Esta acusación no es nueva. En nuestro país, las advertencias no han faltado. Confindustria, en su último informe de fin de año, describió a la universidad como “en destrucción”. Durante la última década, a través de múltiples cartas abiertas a los ministros, hemos denunciado el deplorable estado en que se ha reducido la educación universitaria italiana: provinciana y excesivamente teórica, con campus convertidos en gimnasios mentales o fábricas de exámenes francamente sórdidas.

El ideal perdido de la Academia

Las universidades, nacidas para ser fraguas de seres humanos integrales, escuelas para individuos, condiciones de supervivencia para toda civilización, se han reducido a escuelas de dependencia, fábricas que producen una especie de empleados temerosos e impreparados. Impreparados no solo porque desconocen lo que sucede en el mundo, sino, sobre todo, porque no saben quiénes son realmente.

Si Italia está llorando, Estados Unidos está de rodillas en lo que respecta a la educación superior. Hace algunos años, desde Boston, al otro lado del Atlántico, se enviaron señales de alarma en una investigación gubernamental sobre la calidad de la enseñanza en la Universidad de Harvard. Su conclusión fue tan contundente como sombría:

“Confiábamos nuestros jóvenes a Harvard y nos devolvían hombres con corazones de piedra”.

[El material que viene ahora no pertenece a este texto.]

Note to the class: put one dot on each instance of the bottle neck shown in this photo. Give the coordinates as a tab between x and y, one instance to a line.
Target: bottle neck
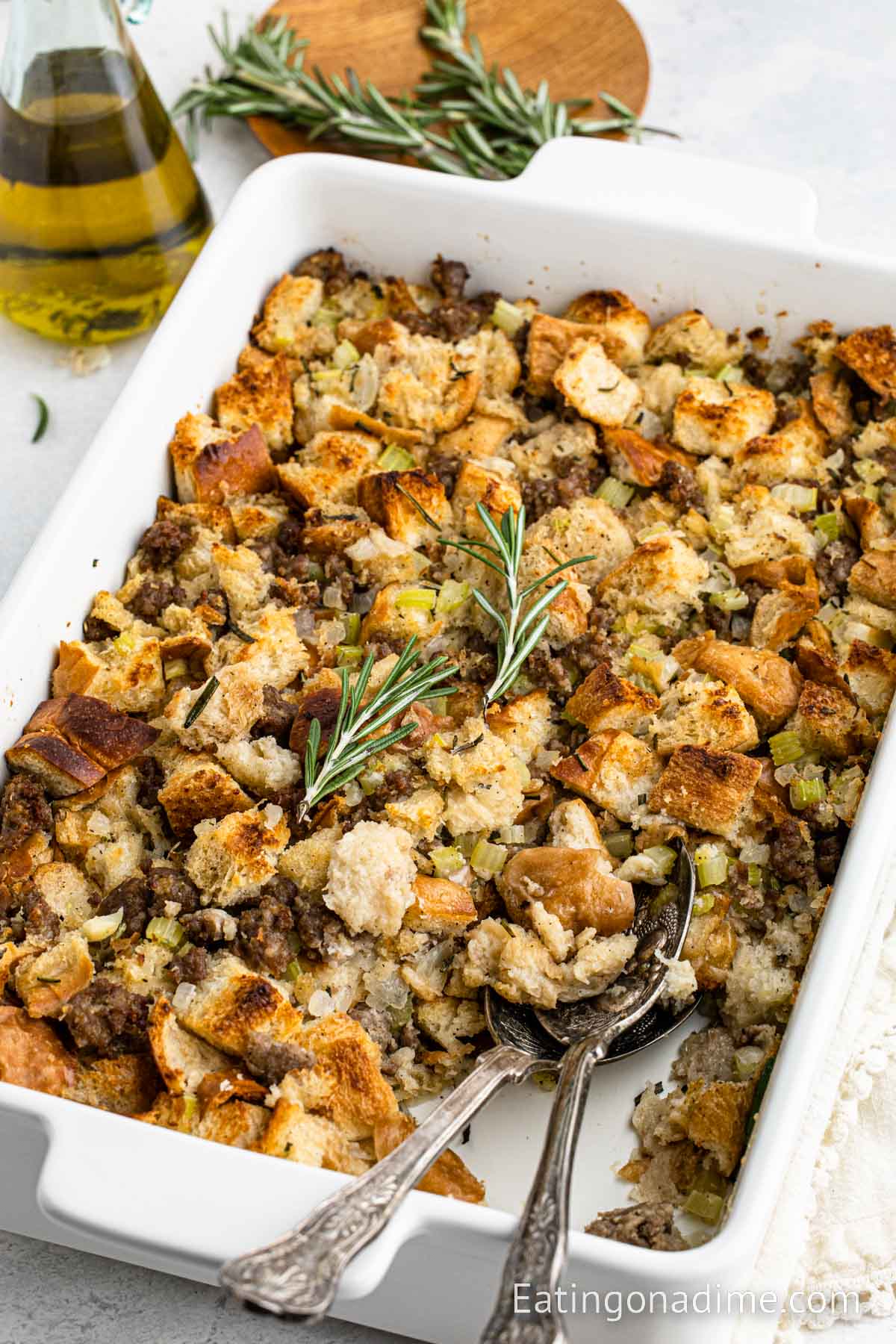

La amarga conclusión es que, a pesar de todo el progreso científico y material, estamos muy lejos del maravilloso proyecto de la Academia y del “Sueño de Platón”.

Ese modelo escolar original —esas instituciones que siglos después serían conocidas como universidades— eran escuelas de pensamiento, nacidas alrededor de un Maestro, en estrecha cercanía con sus discípulos, en lugares encantadores elegidos por la magia de su historia, cerca de fuentes o ríos. El agua, además de ser un símbolo de vida y conciencia, se usaba para la purificación. En esas escuelas, la cultura del cuerpo y del espíritu eran dos perfiles de la misma realidad: indivisible.

Pero una vez cortadas las raíces con el modelo griego ideal, los valores que inspiraron su nacimiento se secaron, y la universidad se convirtió en su opuesto sin siquiera cambiar de nombre. Los campus modernos, reducidos a instituciones sin alma, se parecen a las verdaderas universidades tanto como la Inquisición se parece al cristianismo primitivo. Estudiantes y familias aceptan todo esto con una desesperación tranquila.

Una visión para una nueva educación

Aunque los educadores y pensadores visionarios han tenido el coraje de proclamar que “el arte del autodescubrimiento” debería ser la piedra angular de la educación del futuro, es inútil buscar en los documentos oficiales la respuesta a una pregunta fundamental:

¿Cómo? ¿Cómo podrían las universidades actuales transformarse en escuelas socráticas? ¿Qué dedo divino inscribirá en los oídos de los campus modernos el eterno lema délfico: Conócete a ti mismo? ¿Con qué programas, métodos o profesores?

En el ocaso del panorama académico occidental, solo queda una luz capaz de guiar al viajero solitario que, como Diógenes, busca al individuo auténtico: una universidad con alma, donde la educación del ser humano esté en el centro de toda actividad y el autoconocimiento sea la máxima prioridad.

He soñado con una escuela que enseñe que la felicidad es economía, que el Sueño es lo más real que existe, y que solo un hombre capaz de soñar puede crear riqueza. Una escuela donde una nueva generación de líderes pueda aprender que la economía es el arte de soñar. Es hora de que una nueva educación aparezca en cada escuela y universidad, ofreciendo al mundo una nueva guía sobre economía y poder financiero.